リビタ 築古賃貸を一棟リノベ 〝都市のアトリエ〟創出 シリーズ20弾、「PATH高円寺」竣工
住宅新報 2026年3月10日 号 7面
リビタは、築古賃貸物件を再生する一棟リノベーション賃貸マンション「PATH」シリーズの第20弾となる「PATH高円寺」(東京都杉並区)を2月に竣工した。趣味や創作活動に打ち込める〝都市のアトリエ〟空間を生み出した。

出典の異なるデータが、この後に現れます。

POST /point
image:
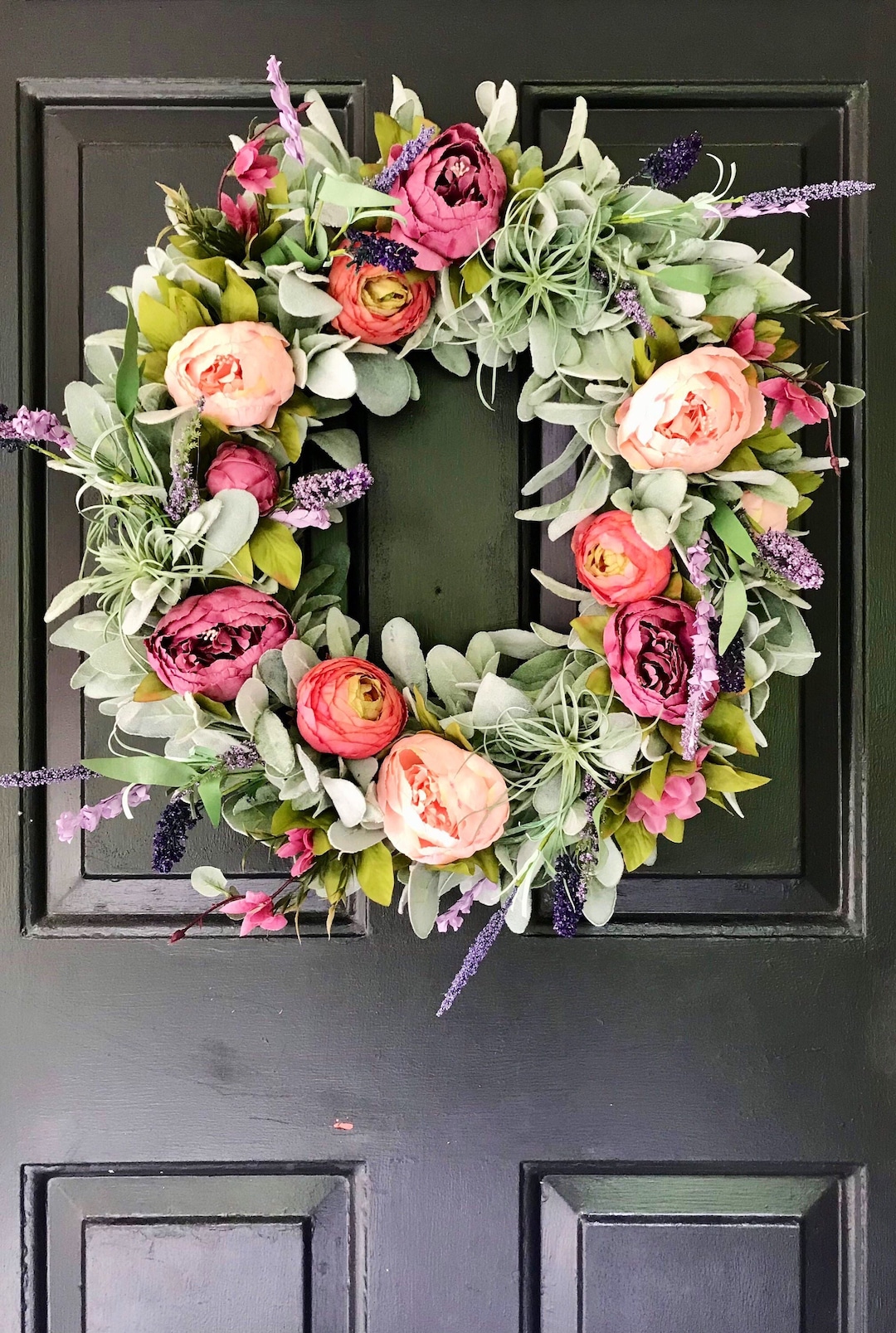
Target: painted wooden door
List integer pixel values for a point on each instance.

同シリーズは2019年に開始。築30年前後の新耐震基準物件を取得し、現代のライフスタイルに即した住まいへ再生、不動産価値と収益性を高めたうえで再流通させるモデルだ。取得から改修、運用、売却までを見据える点が特徴で、募集賃料は取得時から2~5割増、周辺新築並み以上を目指す。賃貸中物件を段階的に再生するケースも多く、入居者理解を得ながら工事を進める運営力も問われる。
「PATH高円寺」は1988年築の鉄筋コンクリート造5階建て、延べ床約1089m2、全11戸。50戸規模が中心の同シリーズでは小規模だ。JR高円寺駅と東京メトロ新高円寺駅の中間、高南通り沿いの住宅地に立地し、周辺には若者文化を象徴する商店街も広がる。
企画コンセプトは「めいっぱいの自分らしさを」。専有部はフルスケルトンにした上で水回りや配管を更新し、「ストレージ×リビング」をテーマに設計した。空間を緩やかに仕切る造作可動棚は、趣味の道具や本、アート作品などを自由に飾れる仕様とし、収納と居住空間を一体で捉える。天井材を撤去した跡をあえて残すなど、躯体の記憶や無骨な素材感を生かした内装としたほか、全戸に照明を備え、壁画アートを施した住戸も用意する。音楽や創作活動などに没頭できる〝都市のアトリエ〟を意識した空間だ。
街の文化と接続
共用部は「アトリエへの小径」をコンセプトに、専有部へと通じる動線を小径に見立てた。地元を拠点に活動するアーティストをプロジェクトパートナーに迎え、外壁や共用部にアートを取り入れるなど、街のカルチャーと接続する仕掛けを施している。
3月から入居を開始予定。こだわりや感性を大切にするシングルやDINKS層を主なターゲットとする。